Leonhard beta testing
The Leonhard cluster is available for early-access beta testing.
Please read through the following to get started.
Contents
Accessing the cluster
Who can access the cluster
Access to the Leonhard cluster is restricted to shareholders and prospective shareholder that would like to test the system. Guest users cannot access the Leonhard cluster.
SSH
Users can access the Leonhard cluster via SSH.
ssh USERNAME@login.leonhard.ethz.ch
where USERNAME needs to be replaced with your NETHZ username.
Lmod modules
For the Leonhard cluster, we decided to switch from the environment modules that are used on the Euler cluster to Lmod modules, which provide some nice features that are not available for environment modules. Users should barely notice the transition from environment modules to Lmod modules as Lmod modules provide mostly the same commands as environment modules:
[leonhard@lo-login-02 ~]$ module list Currently Loaded Modules: 1) StdEnv [leonhard@lo-login-02 ~]$ module avail openblas ------------------------------- /cluster/spack/lmodules ------------------------------- gcc/4.8.5/openblas/0.2.19 Use "module spider" to find all possible modules. Use "module keyword key1 key2 ..." to search for all possible modules matching any of the "keys". [leonhard@lo-login-02 ~]$ module load gcc/4.8.5/openblas/0.2.19 [leonhard@lo-login-02 ~]$ module list Currently Loaded Modules: 1) StdEnv 2) gcc/4.8.5/openblas/0.2.19 [leonhard@lo-login-02 ~]$
Please note that this is work in progress and the module names might change. We are also planning to introduce a so-called module hierarchy, where users first load a compiler module and then the module avail command only shows modules that have been compiled with this particular compilers. In most cases, the hierarchy has 3 layers that involve a compiler, an MPI version (for serial applications, the MPI category will be serial) and the application itself:
COMPILER / MPI / APPLICATION
Available software
In addition to switching from environment modules to Lmod modules, we are also setting up a new software stack based on the package manager SPACK that is developed at the Lawrence Livermore National Laboratory (LLNL). Currently, the number of software packages provided on Leonhard is not comparable to the software we provide on the Euler cluster, but it will grow over time.
Submitting jobs
Leonhard uses the same LSF batch system as the Euler cluster.

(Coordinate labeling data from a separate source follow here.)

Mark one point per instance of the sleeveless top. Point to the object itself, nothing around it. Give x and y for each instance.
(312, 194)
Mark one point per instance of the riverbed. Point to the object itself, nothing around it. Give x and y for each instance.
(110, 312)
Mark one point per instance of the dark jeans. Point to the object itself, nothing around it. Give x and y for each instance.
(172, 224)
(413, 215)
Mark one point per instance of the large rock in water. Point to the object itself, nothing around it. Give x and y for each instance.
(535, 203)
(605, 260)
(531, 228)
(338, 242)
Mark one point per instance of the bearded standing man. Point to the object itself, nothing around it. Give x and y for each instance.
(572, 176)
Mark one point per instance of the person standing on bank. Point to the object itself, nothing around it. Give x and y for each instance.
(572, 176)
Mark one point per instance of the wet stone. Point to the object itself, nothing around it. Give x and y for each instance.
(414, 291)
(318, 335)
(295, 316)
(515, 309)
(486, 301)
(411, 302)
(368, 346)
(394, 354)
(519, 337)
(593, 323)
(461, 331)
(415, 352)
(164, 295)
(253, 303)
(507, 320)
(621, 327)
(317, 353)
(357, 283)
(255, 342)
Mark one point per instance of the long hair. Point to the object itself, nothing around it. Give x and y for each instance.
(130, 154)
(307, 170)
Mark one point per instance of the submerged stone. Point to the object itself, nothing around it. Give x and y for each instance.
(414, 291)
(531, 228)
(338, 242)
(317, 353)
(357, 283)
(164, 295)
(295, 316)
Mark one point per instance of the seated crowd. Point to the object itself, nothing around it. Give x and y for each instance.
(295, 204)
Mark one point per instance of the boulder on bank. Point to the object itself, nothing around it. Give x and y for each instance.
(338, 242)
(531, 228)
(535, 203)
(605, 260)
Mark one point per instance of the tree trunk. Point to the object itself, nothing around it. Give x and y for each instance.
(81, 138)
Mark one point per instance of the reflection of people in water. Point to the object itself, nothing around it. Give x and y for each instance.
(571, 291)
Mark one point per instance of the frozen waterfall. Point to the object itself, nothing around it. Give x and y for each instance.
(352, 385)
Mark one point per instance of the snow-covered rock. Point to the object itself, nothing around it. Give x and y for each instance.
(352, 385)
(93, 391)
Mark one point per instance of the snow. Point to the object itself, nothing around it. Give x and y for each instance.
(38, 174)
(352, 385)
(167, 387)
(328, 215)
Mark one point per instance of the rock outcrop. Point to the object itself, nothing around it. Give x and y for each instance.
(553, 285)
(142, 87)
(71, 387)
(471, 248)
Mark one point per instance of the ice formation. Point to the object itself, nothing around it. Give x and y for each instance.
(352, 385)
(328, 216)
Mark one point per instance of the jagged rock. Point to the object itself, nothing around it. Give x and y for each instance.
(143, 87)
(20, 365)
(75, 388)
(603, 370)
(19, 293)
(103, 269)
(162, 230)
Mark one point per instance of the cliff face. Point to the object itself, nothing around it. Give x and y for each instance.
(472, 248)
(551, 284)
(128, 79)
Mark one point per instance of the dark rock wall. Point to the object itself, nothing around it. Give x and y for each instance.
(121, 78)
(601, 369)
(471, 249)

Use the “bsub” command to submit a job and specify resources needed to run your job. By default, a job will get 1 core and 1024 MB of RAM for 4 hours. Unless otherwise specified, jobs requesting more than 36 cores will run on a single node. Regular nodes have 36 cores and 128 or 512 GB of RAM (of which about 90 and 460 GB, respectively, are usable).
Unlike Euler, requested memory is strictly enforced as a memory limit. For example, if you do not specifically state a memory requirement, your program can not use more than 1 GB of RAM per core. What counts is is actually used memory, including page cache for your job. All processes from the same job on a node share the same pool. For example, with a job submitted as
bsub -n 16 -R "rusage[mem=1024] span[ptile=8]" mpirun ./my_job
all of the 8 MPI ranks on a single node can use up to 8 GB.
Submitting GPU jobs
All GPUs in Leonhard are configured in Exclusive Process mode. The GPU nodes have 20 cores, 8 GPUs, and 256 GB of RAM (of which only about 210 GB is usable). To run multi-node job, you will need to request span[ptile=20].
The LSF batch system has partial integrated support for GPUs. To use the GPUs for a job node you need to request the ngpus_excl_p resource. It refers to the number of GPUs per node, which is unlike other resources, which are requested per core.
For example, to run a serial job with one GPU,
bsub -R "rusage[ngpus_excl_p=1]" ./my_cuda_program
or on a full node with all eight GPUs and up to 90 GB of RAM,
bsub -n 20 -R "rusage[mem=4500,ngpus_excl_p=8]" ./my_cuda_program
or on two full nodes:
bsub -n 40 -R "rusage[mem=4500,ngpus_excl_p=8] span[ptile=20]" ./my_cuda_program
While your jobs will see all GPUs, LSF will set the CUDA_VISIBLE_DEVICES environment variable, which is honored by CUDA programs.